A preconditioner for the grad-div stabilized equal-order finite elements discretizations of the Oseen problem

TL;DR

This paper introduces a new block triangular preconditioner for grad-div stabilized equal-order finite element discretizations of the Oseen problem, improving solver robustness and efficiency across mesh and viscosity variations.

Contribution

It proposes a preconditioner related to the Augmented Lagrangian approach, with a field-of-values analysis showing mesh-independent convergence bounds.

Findings

Preconditioner demonstrates mesh-independent convergence.

Numerical results show robustness against viscosity variations.

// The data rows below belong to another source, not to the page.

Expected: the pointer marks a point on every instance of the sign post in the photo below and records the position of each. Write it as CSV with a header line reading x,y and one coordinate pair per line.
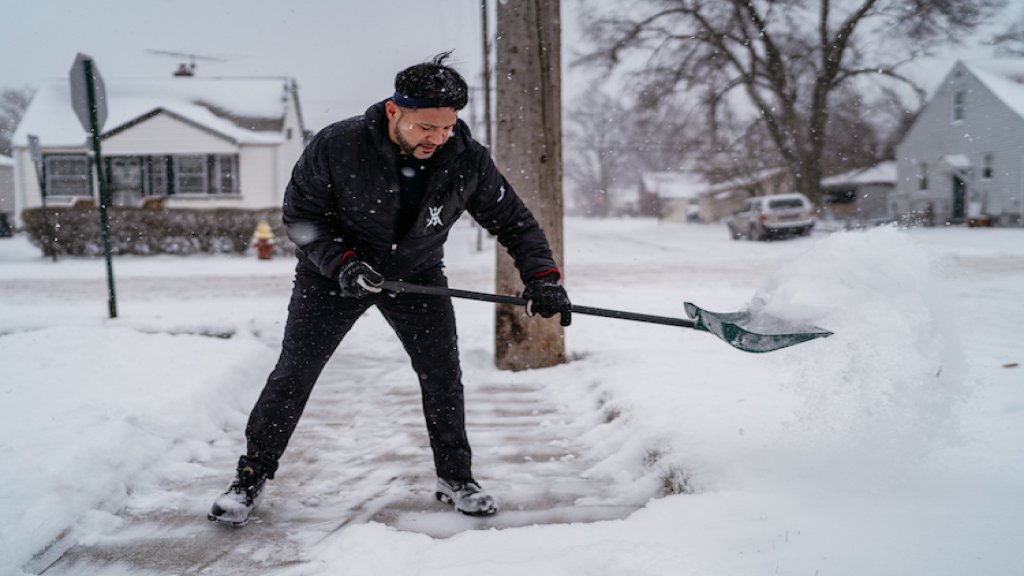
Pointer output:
x,y
88,98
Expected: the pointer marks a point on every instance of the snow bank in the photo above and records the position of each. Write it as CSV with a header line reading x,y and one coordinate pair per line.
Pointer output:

The approach improves solver efficiency for steady Navier-Stokes equations.

Abstract

The paper considers grad-div stabilized equal-order finite elements (FE) methods for the linearized Navier-Stokes equations. A block triangular preconditioner for the resulting system of algebraic equations is proposed which is closely related to the Augmented Lagrangian (AL) preconditioner. A field-of-values analysis of a preconditioned Krylov subspace method shows convergence bounds that are independent of the mesh parameter variation. Numerical studies support the theory and demonstrate the robustness of the approach also with respect to the viscosity parameter variation, as is typical for AL preconditioners when applied to inf-sup stable FE pairs. The numerical experiments also address the accuracy of grad-div stabilized equal-order FE method for the steady state Navier-Stokes equations.